On August 10, 2007, San Francisco mayor Gavin Newsom announced that the playing field would be renamed Bill Walsh Field in honor of the former Stanford and 49ers coach, who had died on July 30 that year, pending the approval of the city government. However the stadium will retain its current name as is contractually obligated.[8] Commentators still use this name occasionally, most recently when Jerry Rice's jersey was retired.

On September 18, 2009, Sports Illustrated's Peter King used the mock-combination name "Candle3Monsterstick" in reference to the many name changes the stadium has gone through.[9]

FutureEdit

Main article: Proposed new 49ers stadium

Plans were underway to construct a new 68,000-seat stadium at Candlestick Point.[10] However, on November 8, 2006, the 49ers announced that they would abandon their search for a location in San Francisco and begin to actively pursue the idea of building a stadium in Santa Clara, California. As a result, San Francisco withdrew its bid for the 2016 Olympics on November 13, 2006, as its centerpiece stadium was lost. However, 49ers ownership continued to press forward; as a result of Santa Clara's approval of Measure J, construction of the new stadium was approved, and is slated to begin in 2012. It is unknown what will happen to Candlestick Park, although it will most likely be demolished once the 49ers move into the new stadium in 2014.
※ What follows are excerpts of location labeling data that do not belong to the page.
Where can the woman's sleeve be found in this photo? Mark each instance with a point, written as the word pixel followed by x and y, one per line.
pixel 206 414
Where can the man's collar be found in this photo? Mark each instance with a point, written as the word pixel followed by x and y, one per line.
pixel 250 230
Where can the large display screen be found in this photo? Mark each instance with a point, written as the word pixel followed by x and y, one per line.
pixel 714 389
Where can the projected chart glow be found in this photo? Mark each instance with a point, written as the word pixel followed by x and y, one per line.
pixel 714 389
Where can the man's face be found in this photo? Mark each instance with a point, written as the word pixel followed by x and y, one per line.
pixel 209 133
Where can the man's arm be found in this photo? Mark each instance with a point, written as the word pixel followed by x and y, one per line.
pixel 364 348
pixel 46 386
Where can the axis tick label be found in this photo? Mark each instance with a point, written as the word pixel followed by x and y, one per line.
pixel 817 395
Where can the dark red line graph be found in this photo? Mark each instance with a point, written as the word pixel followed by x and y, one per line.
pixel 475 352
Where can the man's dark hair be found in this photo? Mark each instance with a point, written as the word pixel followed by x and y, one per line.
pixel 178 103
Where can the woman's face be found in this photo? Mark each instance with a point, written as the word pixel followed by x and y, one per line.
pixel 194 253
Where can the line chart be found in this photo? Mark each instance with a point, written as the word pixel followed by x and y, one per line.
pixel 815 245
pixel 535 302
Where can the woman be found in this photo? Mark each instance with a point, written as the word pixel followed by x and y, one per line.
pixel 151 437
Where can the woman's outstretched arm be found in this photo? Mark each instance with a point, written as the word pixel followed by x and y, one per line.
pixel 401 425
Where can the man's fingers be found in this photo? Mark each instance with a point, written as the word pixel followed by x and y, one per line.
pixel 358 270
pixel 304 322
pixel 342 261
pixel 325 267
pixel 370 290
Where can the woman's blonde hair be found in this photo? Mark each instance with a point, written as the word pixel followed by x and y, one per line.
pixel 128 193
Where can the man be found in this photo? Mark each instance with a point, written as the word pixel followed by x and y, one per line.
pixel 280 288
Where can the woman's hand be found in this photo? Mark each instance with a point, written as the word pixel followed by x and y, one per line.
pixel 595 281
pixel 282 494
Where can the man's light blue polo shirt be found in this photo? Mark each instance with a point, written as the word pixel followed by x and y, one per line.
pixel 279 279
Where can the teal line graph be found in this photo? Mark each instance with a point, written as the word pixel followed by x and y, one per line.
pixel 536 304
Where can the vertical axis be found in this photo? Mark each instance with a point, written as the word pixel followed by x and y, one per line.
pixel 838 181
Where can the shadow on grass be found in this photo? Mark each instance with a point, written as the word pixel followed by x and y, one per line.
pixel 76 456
The Beatles' final concertEdit

The Beatles gave their final full concert at Candlestick Park on August 29, 1966. Songs performed at the show were "Rock and Roll Music," "She's a Woman," "If I Needed Someone," "Day Tripper," "Baby's in Black," "I Feel Fine," "Yesterday," "I Wanna Be Your Man," "Nowhere Man," "Paperback Writer," and "Long Tall Sally." A rough recording of most of the concert was left unreleased, although the audio has leaked on to the internet. The recording cuts off during the last minute of the concert, interrupting "Long Tall Sally." Film of the concert was captured by a 15-year-old fan and featured in a documentary called The Unseen Beatles, [11] as well as by news teams from television stations from San Francisco and Sacramento.